The story of Savitri – a video
For Indians, adults and children alike, the Amar Chitra Katha represents one of the closest connections to their heritage. Like a modern-day Vyasa, Anant Pai, the creator of the series, has evoked and made intimate the legends and accounts that ferry the essential truths of India’s Gnostic civilization across both time and space, bringing them within easy reach of a whole new generation in a new world.
In doing so the series has itself taken it’s place as something “Amar”, eternal in value as much as life-span. The following is a video based on the lavishly illustrated Amar Chitra Katha rendering of the story of Savitri as narrated in the Mahabharata.

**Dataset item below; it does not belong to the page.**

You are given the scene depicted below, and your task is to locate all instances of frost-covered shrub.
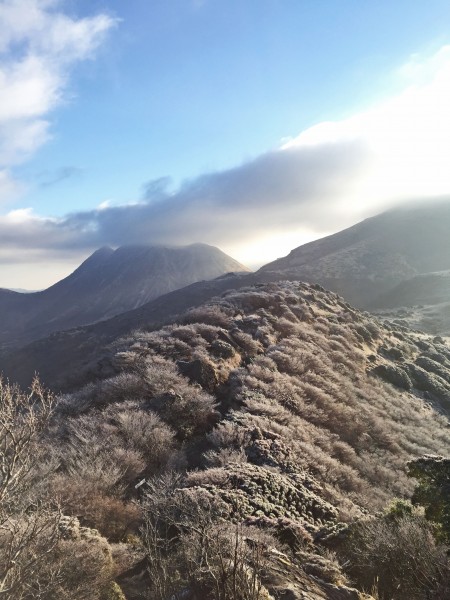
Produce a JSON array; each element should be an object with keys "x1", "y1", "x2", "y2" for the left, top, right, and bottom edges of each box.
[{"x1": 371, "y1": 364, "x2": 412, "y2": 390}]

The inner significance of the legend has been explained by Sri Aurobindo in the following revelatory words:
“The tale of Satyavan and Savitri is recited in the Mahabharata as a story of conjugal love conquering death. But this legend is, as shown by many features of the human tale, one of the many symbolic myths of the Vedic cycle. Satyavan is the soul carrying the divine truth of being within itself but descended into the grip of death and ignorance; Savitri is the Divine Word, daughter of the Sun, goddess of the supreme Truth who comes down and is born to save; Aswapati, the Lord of the Horse, her human father, is the Lord of Tapasya, the concentrated energy of spiritual endeavour that helps us to rise from the mortal to the immortal planes; Dyumatsena, Lord of the Shining Hosts, father of Satyavan, is the Divine Mind here fallen blind, losing its celestial kingdom of vision, and through that loss its kingdom of glory. Still this is not a mere allegory, the characters are not personified qualities, but incarnations and emanations of living and conscious Forces with whom we can enter into concrete touch and they take human bodies in order to help man and show him the way from his mortal state to a divine consciousness and immortal life.”